O Perdão do Carneiro

Estava eu a pensar em qual seria o próximo louquejar deste espaço de vouyerismo pós-moderno quando saltou-me ao ecrã uma poesia cujo fragmento utilizo na chamada deste Chá: "toma um fósforo e acende teu cigarro!" Sim, Augusto dos Anjos! Versos Íntimos não é uma simples poesia; é uma obra de arte! O dia que a Toda Poderosa colocar um de seus pseudo-atores a recitá-la no último capítulo de um engodo das 8, eu viro Forrest e corro dois meses do Oiapoque ao Chuí!!! E, com isso, aproveitei para reler algumas de suas poesias, e deparei-me com este pedido de desculpas aos carneiros, na qual o seu carrasco faz um mea culpa por tê-lo matado. Na verdade, é um mea culpa do homo sapiens sapiens às demais espécies, frágeis e submissas, considerando o mundo animalesco do cruel tipo homem.

Pode-se considerar, como hipótese, que a existência débil de um carneiro seja pura e simplesmente servir ao tipo homem quando lhe for útil? Ou ainda servir de modelo para retratos de paisagens bucólicas? É interessante pensar na utilização da mesma lógica em relação ao próprio homem; afinal, o carneiro é uma metáfora para a submissão e ignorância humana. A utilidade do carneiro-homem não é a sua carne, tampouco a lã que não possui. Muito menos aquilo que a nossa espécie conquistou a duras penas: o seu pensar, o seu sentir, o seu questionar e, em última análise, a possibilidade de uma existência menos bestial. A sua utilidade reside justamente na servidão, como meio para a existência de outros animais-humanos, como porcos e cães. Se o carneiro tivesse consciência deste estado de coisas, o que ocorreria?!

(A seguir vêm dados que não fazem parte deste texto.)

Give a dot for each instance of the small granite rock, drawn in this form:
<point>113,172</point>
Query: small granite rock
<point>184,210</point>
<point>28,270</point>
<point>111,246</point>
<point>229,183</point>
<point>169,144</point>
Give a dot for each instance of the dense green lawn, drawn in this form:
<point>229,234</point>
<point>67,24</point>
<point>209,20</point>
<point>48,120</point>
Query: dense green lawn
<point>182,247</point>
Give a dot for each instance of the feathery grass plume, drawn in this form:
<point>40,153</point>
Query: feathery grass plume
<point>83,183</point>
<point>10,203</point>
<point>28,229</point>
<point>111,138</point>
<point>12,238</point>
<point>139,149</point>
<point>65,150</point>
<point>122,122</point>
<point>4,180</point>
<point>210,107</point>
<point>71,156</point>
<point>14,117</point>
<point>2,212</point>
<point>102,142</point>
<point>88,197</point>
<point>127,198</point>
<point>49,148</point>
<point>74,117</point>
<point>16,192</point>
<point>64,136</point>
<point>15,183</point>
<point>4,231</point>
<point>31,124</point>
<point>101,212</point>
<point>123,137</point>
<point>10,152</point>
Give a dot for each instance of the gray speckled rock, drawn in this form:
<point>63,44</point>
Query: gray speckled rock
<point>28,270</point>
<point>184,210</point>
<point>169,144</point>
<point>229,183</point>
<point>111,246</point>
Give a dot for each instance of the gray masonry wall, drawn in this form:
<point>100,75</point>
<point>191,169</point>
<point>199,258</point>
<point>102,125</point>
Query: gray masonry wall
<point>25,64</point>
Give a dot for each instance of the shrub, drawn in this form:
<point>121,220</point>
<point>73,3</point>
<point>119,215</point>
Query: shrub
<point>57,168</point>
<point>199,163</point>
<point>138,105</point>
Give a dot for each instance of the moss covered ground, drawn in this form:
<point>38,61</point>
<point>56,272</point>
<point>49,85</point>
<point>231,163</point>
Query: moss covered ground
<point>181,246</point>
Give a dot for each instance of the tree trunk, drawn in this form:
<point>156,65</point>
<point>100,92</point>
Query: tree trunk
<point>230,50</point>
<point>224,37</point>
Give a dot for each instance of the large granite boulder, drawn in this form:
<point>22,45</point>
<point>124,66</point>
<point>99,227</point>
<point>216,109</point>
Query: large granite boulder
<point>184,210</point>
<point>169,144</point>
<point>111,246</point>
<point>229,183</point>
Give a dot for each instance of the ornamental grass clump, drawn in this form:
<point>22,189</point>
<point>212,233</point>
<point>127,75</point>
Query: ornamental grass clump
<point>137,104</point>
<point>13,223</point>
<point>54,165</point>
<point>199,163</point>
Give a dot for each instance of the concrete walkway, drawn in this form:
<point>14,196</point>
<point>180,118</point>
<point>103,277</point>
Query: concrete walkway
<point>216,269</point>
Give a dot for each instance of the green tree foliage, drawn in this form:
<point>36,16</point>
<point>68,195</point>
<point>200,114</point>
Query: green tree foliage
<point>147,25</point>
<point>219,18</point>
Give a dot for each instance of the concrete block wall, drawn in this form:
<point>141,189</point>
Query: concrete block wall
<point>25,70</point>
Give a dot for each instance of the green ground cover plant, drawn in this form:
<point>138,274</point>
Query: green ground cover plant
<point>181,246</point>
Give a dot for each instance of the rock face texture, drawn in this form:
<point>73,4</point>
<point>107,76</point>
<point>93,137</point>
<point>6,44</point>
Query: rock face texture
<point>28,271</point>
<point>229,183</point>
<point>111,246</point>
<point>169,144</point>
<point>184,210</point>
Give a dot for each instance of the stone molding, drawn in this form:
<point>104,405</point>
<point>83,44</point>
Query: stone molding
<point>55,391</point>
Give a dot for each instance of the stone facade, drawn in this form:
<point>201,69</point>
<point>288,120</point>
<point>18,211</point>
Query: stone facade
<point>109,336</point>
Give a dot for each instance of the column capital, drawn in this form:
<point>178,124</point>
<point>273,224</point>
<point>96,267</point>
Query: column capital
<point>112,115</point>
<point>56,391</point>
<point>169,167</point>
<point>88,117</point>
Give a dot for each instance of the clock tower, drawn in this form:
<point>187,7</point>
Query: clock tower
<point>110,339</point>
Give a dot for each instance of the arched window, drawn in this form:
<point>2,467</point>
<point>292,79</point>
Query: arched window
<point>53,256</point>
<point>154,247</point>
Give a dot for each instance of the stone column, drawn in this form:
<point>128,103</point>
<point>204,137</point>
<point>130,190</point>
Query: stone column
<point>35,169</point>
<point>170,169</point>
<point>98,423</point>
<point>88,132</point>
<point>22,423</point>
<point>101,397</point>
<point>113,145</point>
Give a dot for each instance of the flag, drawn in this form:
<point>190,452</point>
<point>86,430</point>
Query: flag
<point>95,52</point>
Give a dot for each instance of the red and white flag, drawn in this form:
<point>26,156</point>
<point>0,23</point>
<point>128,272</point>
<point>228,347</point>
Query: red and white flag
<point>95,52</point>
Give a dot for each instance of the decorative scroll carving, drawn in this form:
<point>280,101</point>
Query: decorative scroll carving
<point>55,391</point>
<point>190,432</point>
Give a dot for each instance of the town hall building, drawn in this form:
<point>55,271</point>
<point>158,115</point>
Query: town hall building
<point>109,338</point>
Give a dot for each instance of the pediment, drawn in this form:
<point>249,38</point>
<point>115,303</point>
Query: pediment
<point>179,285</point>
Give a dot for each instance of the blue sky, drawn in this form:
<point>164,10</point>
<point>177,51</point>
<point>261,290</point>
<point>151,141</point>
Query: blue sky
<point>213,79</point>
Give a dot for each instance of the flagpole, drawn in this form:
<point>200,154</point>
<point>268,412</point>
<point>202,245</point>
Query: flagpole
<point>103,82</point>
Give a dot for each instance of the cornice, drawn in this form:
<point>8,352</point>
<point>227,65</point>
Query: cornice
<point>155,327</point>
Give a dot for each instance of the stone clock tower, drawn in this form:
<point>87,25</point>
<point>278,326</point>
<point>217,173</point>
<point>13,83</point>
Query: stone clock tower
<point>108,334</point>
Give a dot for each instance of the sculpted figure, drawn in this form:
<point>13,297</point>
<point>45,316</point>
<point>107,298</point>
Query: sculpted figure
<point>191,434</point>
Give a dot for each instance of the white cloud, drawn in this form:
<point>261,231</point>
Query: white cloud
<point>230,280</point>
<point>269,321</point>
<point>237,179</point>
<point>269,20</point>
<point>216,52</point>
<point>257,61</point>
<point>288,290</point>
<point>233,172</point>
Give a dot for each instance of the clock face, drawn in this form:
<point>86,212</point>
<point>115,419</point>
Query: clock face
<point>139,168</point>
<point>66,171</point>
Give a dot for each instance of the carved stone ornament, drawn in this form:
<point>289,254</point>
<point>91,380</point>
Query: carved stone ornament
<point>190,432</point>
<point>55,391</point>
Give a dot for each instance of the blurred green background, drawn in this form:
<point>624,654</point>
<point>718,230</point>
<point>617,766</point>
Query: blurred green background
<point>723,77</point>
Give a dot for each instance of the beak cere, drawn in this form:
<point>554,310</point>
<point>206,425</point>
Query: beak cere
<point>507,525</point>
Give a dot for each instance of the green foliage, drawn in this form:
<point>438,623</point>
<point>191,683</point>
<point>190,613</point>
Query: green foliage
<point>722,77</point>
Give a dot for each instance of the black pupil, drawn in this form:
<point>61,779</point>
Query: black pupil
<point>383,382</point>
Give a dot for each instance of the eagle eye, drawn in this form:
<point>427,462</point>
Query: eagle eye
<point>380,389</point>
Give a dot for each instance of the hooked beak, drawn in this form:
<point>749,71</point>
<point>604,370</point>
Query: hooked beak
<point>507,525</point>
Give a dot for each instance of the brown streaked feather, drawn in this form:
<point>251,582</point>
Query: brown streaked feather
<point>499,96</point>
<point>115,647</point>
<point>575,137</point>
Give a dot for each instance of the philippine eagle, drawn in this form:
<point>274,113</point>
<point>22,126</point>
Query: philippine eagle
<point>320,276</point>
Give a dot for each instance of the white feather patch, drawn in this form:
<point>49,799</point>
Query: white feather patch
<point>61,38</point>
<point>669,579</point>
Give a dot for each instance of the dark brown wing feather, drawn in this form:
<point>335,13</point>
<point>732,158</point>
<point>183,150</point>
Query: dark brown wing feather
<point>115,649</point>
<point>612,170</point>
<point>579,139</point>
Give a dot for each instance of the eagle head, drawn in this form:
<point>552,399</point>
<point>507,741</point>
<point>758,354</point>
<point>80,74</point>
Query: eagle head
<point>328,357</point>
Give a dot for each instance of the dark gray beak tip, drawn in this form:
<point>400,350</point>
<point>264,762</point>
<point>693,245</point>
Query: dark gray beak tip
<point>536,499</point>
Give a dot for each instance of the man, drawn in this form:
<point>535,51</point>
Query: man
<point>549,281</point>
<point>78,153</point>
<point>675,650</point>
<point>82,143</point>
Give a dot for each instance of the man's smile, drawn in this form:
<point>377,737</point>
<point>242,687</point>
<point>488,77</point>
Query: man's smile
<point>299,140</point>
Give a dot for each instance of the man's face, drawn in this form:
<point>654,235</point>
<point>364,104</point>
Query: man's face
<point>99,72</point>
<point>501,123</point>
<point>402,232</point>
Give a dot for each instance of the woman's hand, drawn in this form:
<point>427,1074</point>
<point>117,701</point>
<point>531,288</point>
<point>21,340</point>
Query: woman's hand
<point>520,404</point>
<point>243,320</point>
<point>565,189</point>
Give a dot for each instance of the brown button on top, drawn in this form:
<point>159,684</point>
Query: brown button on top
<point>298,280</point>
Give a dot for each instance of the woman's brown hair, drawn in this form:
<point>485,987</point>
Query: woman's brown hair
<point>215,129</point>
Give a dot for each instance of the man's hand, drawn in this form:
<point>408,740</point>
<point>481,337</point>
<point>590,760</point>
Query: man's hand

Revolução é nome o nome dado a essa tentativa de mudança de estado de consciência, em geral por indivíduos afectados por ideais como igualdade, justiça e fraternidade... Porém, o carneiro não é carneiro à toa, e sua personalidade fraca e submissa talvez não suporte tal pressão e este prefira continuar no seu pequeno mundo encantado do pastar (ou seria pastalienar, algo como pastar com alienar?). Porque ser carneiro é viver confortavelmente! E morrer debilmente! E, talvez, no Paraíso receba as desculpas que lhe são tão merecidas... até lá, resta-lhe viver pastalienadamente.

Namaste!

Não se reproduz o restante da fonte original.